O lote 148386 do Halaven (mesilato de eribulina), fabricado pela United Medical Ltda., foi retirado do mercado após a própria empresa comunicar um desvio de qualidade. Segundo a Anvisa, a quantidade do princípio ativo estava abaixo do padrão aprovado, o que motivou o recolhimento voluntário e a proibição de venda, distribuição e uso.
A agência também suspendeu nove lotes do medicamento Maleato de Enalapril 20 mg, produzido pela Hipolabor Farmacêutica. O problema estava na embalagem. Os cartuchos traziam, por engano, a indicação de “10 mg” na descrição da composição.
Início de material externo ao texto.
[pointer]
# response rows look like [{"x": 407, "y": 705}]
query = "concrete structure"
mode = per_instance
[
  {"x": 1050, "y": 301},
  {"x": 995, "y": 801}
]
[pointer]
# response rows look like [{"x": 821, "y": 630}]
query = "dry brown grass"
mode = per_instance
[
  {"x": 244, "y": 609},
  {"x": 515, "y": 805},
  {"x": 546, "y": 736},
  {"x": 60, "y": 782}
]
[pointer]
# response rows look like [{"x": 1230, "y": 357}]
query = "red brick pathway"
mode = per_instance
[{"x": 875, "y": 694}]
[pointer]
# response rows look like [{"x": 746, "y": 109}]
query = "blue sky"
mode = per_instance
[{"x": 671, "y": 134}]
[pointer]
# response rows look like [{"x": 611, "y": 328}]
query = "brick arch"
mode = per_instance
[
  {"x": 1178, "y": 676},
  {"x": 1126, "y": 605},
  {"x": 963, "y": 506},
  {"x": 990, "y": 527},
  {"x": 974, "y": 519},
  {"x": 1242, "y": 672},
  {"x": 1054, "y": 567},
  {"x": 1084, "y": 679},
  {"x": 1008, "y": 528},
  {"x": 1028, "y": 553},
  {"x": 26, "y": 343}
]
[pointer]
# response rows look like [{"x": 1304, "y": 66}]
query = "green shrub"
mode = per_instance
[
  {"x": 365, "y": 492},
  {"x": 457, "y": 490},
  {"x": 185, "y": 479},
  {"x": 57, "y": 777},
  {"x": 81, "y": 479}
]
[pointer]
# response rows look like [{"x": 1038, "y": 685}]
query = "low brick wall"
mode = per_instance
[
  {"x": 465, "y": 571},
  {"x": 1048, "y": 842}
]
Os lotes afetados são 0062/26M, 0063/26M, 0064/26M, 0088/26M, 0089/26M, 0358/26M, 0415/26M, 0506/26M e 0507/26M.
Outra medida atingiu o lote 8891/25 da Água para Injeção, fabricada pela JP Indústria Farmacêutica. Um laudo do Instituto Adolfo Lutz apontou resultado insatisfatório em um teste que avalia as características do produto. Além da suspensão, a Anvisa determinou o recolhimento do lote.
A resolução também determinou a apreensão de todos os lotes das Cápsulas de Óleo de Pequi produzidas pela R.T.K Indústria de Cosméticos e Alimentos Naturais. De acordo com a agência, o produto era comercializado sem registro, notificação ou cadastro na Anvisa. A fabricante também não tinha autorização para produzir medicamentos. A decisão proíbe a fabricação, venda, distribuição, propaganda e uso do produto.
As medidas constam na Resolução RE nº 2.238 da Anvisa e entraram em vigor com a publicação do ato. O objetivo é retirar os produtos afetados de circulação e evitar novos usos até a regularização de cada caso.